Jungkook, gözlerini açıp bana baktığında bir elimi onun yanağına koyup gülümsedim.
"Sen... benim başıma gelen en güzel şeysin."
Jungkook, bunu söylememle gülüp sırtımdaki elleriyle beni kendine yaklaştırdı. İkimiz de burunlarımızı birbirine değdirip dudaklarımızı öpecektik ki Jungkook'un telefonu çaldı.
Jungkook, "siktir" deyip kendini benden çekti, bende onun kucağından indim.
Jungkook, telefonu cebinden çıkarıp açıp kulağına götürdü.
"Efendim?" Dedi.
Karşıdaki ses ne demişti bilmiyorum, ama Jungkook'un kaşları çatıldı. Karşı tarafı dinledikten sonra konuştu.
"Şey... haber vermediğim için üzgünüm. Şöyle yapalım, sadece haftasonları çıkayım sahneye? Çünkü bir iş buldum."
Karşı tarafın onayladığını sandım. Jungkook "Peki, iyi günler." Deyip telefonu kapatıp cebine koyarken yüzüme baktı.
"Şey... haftasonları bardayım." Dediğinde gülüp onayladım ve sonra konuştum.

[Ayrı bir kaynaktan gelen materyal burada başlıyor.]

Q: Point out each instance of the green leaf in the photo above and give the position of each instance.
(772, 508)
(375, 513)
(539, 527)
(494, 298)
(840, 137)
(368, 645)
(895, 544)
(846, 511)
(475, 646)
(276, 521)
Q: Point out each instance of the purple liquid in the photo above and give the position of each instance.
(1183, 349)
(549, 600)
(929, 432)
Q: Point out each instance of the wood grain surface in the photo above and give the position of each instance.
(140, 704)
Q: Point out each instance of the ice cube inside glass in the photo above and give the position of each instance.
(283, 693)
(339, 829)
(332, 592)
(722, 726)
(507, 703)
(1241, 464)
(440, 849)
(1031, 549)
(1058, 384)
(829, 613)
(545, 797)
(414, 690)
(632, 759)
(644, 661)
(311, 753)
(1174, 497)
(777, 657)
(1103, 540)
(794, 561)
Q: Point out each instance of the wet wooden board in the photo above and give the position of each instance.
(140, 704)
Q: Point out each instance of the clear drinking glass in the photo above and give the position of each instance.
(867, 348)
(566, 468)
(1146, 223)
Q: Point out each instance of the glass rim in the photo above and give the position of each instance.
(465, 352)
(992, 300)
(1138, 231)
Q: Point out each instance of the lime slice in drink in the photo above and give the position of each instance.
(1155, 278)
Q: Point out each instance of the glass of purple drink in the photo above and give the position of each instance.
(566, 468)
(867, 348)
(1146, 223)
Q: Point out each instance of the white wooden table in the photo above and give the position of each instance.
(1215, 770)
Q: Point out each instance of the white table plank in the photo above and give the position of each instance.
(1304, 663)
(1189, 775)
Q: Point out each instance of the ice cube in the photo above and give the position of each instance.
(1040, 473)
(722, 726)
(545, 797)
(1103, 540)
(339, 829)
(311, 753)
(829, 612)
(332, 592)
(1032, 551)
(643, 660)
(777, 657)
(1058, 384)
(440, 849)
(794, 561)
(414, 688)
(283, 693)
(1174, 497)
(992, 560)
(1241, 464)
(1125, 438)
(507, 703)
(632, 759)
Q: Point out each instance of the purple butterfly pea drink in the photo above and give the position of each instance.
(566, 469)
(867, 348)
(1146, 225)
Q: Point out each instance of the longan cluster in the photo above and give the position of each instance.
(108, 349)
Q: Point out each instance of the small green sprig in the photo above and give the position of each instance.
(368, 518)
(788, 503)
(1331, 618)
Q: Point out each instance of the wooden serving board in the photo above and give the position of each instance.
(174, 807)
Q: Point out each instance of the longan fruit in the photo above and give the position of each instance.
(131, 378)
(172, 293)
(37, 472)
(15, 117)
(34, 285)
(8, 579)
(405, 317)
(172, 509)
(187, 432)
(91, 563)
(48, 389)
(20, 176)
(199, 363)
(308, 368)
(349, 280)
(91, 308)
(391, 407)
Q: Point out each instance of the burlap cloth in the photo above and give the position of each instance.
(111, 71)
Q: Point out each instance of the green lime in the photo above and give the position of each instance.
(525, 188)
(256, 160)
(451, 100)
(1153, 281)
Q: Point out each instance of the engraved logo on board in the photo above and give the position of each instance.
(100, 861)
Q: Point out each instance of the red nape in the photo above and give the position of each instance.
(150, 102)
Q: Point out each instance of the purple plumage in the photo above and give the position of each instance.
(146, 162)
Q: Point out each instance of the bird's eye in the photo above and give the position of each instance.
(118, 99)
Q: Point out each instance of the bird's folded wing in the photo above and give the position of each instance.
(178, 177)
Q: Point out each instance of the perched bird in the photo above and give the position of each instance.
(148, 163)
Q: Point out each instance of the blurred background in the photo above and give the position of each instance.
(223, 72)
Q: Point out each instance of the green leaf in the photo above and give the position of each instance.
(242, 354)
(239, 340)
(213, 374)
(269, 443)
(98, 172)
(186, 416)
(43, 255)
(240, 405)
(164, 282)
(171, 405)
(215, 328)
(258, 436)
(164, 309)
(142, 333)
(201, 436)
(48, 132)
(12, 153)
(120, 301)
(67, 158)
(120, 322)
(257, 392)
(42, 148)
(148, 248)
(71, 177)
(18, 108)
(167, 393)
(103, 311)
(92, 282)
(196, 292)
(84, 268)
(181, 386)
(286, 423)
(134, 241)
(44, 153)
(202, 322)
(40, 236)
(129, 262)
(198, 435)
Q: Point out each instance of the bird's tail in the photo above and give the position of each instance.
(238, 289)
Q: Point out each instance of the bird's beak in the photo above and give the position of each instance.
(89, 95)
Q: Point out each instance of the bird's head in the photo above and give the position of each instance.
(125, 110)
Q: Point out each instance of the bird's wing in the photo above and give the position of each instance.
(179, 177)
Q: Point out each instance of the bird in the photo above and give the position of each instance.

"Sen ne için gelmiştin buraya?"
Jungkook, "Çizimimi gösterecektim, ama geldiğimde sinirliydin."
Kaşlarımı çatıp baktım.
"Getir bakalım" dediğimde Jungkook heyecanla güldü. Bende kucağından indiğimde  koltuktan kalktı ve yürüyüp masaya bıraktığı kâğıdı alıp bana verdikten sonra yanıma oturdu.
Yaptığı tasarımı görünce şoke olmuştum. Tanrım, bu tasarım, benim en iyi tasarımcılarımın tasarladığı kıyafetlerden bile güzeldi.
Ben, tasarımı incelerken Jungkook konuştu heyecanla.
"Böyle bir şey çizmek istedim, çünkü siz retro tarzı deyince aklıma hemen bu tasarım geldi."
Gözlerimi kağıttan çekip Jungkook'a baktım şaşkınlıkla.
"Jungkook, bu çok güzel."
Jungkook, güldü.
"Beğenmenize sevindim."
Kaşlarımı çattım. Tanrım, biz artık sevgiliydik ya da flörttük her neyse, ama neden resmî konuşuyordu ki?
"Resmî konuşma." Dediğim zaman şaşırdı.
"Şey... ben resmî konuşuyorum çünkü..." dediğinde gülüp ona yaklaştım ve burnumu burnuna değdirip gözlerimi kapattım. Dudaklarını öpmeme ramak kalmıştı ki içeriye aniden giren Jimin'le geri çekilmem bir oldu.
"Taehyung, ne yapıyorsun?" Dediğinde telaşla ona baktım.
"Ah... Jimin, geldin mi?" Dedim telaşla gülerek.
Jimin, "Evet, geldim. Beni evden attın ama ben yine de kızmadım sana." Derken odaya girip masama oturmuştu bile.
Jungkook, "Şey... ben... çıkmam gerek." Deyip ayağa kalktı ve karşımda durup 90 derece eğilirken "Hoşça kalın" dedi. Doğrulup Jimin'e baktıktan sonra odanın kapısını açıp odadan çıktı.
"Siz ne yapıyordunuz az önce?" Diye aniden sorduğunda ne cevap vereceğimi bilemedim.
"Şey... biz Jungkook'la..."
Jimin'in araya girmesiyle lafım yarıda kaldı.
"Öpüşüyordunuz, değil mi?" Dediğinde şaşkınlıkla kaşlarımı çatarak ona baktım. O, masadan kalkmış ve masanın önüne gelip kalçasını masaya dayamıştı.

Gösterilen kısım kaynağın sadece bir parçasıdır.